Police are looking into a spate of unsolved ‘gay hate’ killings after 32 year search for Scott Johnson killer ends in arrest
Police are looking into a spate of unsolved Sydney “gay hate” killings, after a man was finally charged with the murder of US student Scott Johnson.
In 1988, Johnson’s body was found naked at the bottom of a cliff in New South Wales.
His death was initially ruled a suicide, but after the tireless campaigning of his family, a 2018 coroner’s inquest ruled that he had likely died as a result of a gay hate crime.
Finally, 32 years after his death, Scott Price, 49, was arrested at his home in Sydney and charged with Johnson’s murder May 12.
Arrest in Scott Johnson murder investigation has ignited hope for further convictions.
Scott Johnson was not alone. It has been estimated that around 80 gay men were murdered in Sydney by homophobic gangs, with many pushed off cliffs, around the same time.
According to the Star Observer, New South Wales police assistant commissioner Tony Crandell said that there are still at least 23 unsolved murders that took place in well-known coastal gay beats near Sydney, spanning from the 1970s to the 1990s.
Many of them were initially ruled suicides or accidents, as institutional homophobia blocked further investigation.
He said that after the breakthrough in Johnson’s case, he was hopeful that more information on the unsolved murders would come to light.
Crandell said: “There are other cases… that we attribute to gay hate crime [that] have not been solved.
“Ross Warren [and] John Russell are two cases that come to mind.
“I’m very hopeful that cases like this reverberate through the community and we can get more information. We need more information in order to pursue these cases.

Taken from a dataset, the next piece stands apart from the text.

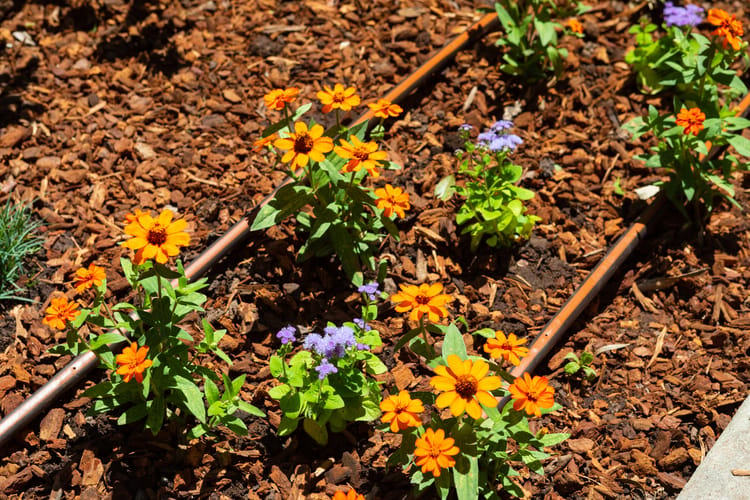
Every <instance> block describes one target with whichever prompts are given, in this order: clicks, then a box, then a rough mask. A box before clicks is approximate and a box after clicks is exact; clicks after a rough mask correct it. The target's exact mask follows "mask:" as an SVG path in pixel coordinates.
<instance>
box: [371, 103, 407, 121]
mask: <svg viewBox="0 0 750 500" xmlns="http://www.w3.org/2000/svg"><path fill="white" fill-rule="evenodd" d="M367 106H368V107H369V108H370V109H371V110H372V113H373V114H374V115H375V116H377V117H378V118H383V119H385V118H391V117H396V116H398V115H400V114H401V113H402V112H403V111H404V110H403V109H402V108H401V106H399V105H398V104H393V103H392V102H391V101H386V100H385V99H378V101H377V102H371V103H370V104H368V105H367Z"/></svg>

“As the Commissioner said, they are not closed, they are not frozen. We will work on them. Anybody out there who committed such offences should be looking over their shoulder.”
Ross Warren disappeared in 1989. His killer is still at large.
Ross Warren was a newsreader in Wollongong who disappeared in 1989. His car keys were found on a rock ledge below a cliff at Marks Park, Tamarama, which was a gay beat at the time.
It was initially decided that he had staged his own death, and later that he had fallen into the sea, as his body was never found.
It was not until 2005 that Jacqueline Milledge, then the New South Wales deputy coroner, said she believed he was “a victim of homicide”.
Last year, the state’s Upper House committee found that at the time of Warren’s disappearance, police chose to “sideline” the investigation.
John Russell, a barman, was found dead in 1989, on a clifftop in the same park where Warren’s keys were discovered.
In 2015, police issued a $100,000 for information leading to a conviction. His death is now considered a “possible gay-hate crime”.
Other unsolved cases thought to have been homophobic murders include Gilles Mattain, 27, who was also last seen walking along the coast at Tamarama, and Cyril Olsen, who was assaulted and fell into Sydney Harbour in 1992.
Police commissioner says authorities will “never give up”.
New South Wales police commissioner Mick Fuller apologised last week for the “mistakes of the past” in investigating the deaths and disappearances of gay men.
He said: “Please don’t underestimate how one small piece of the puzzle can lead police to solve some of the most terrible crimes in our state’s history.
“The NSW police force will never give up… There is no such thing as an unsolved crime.”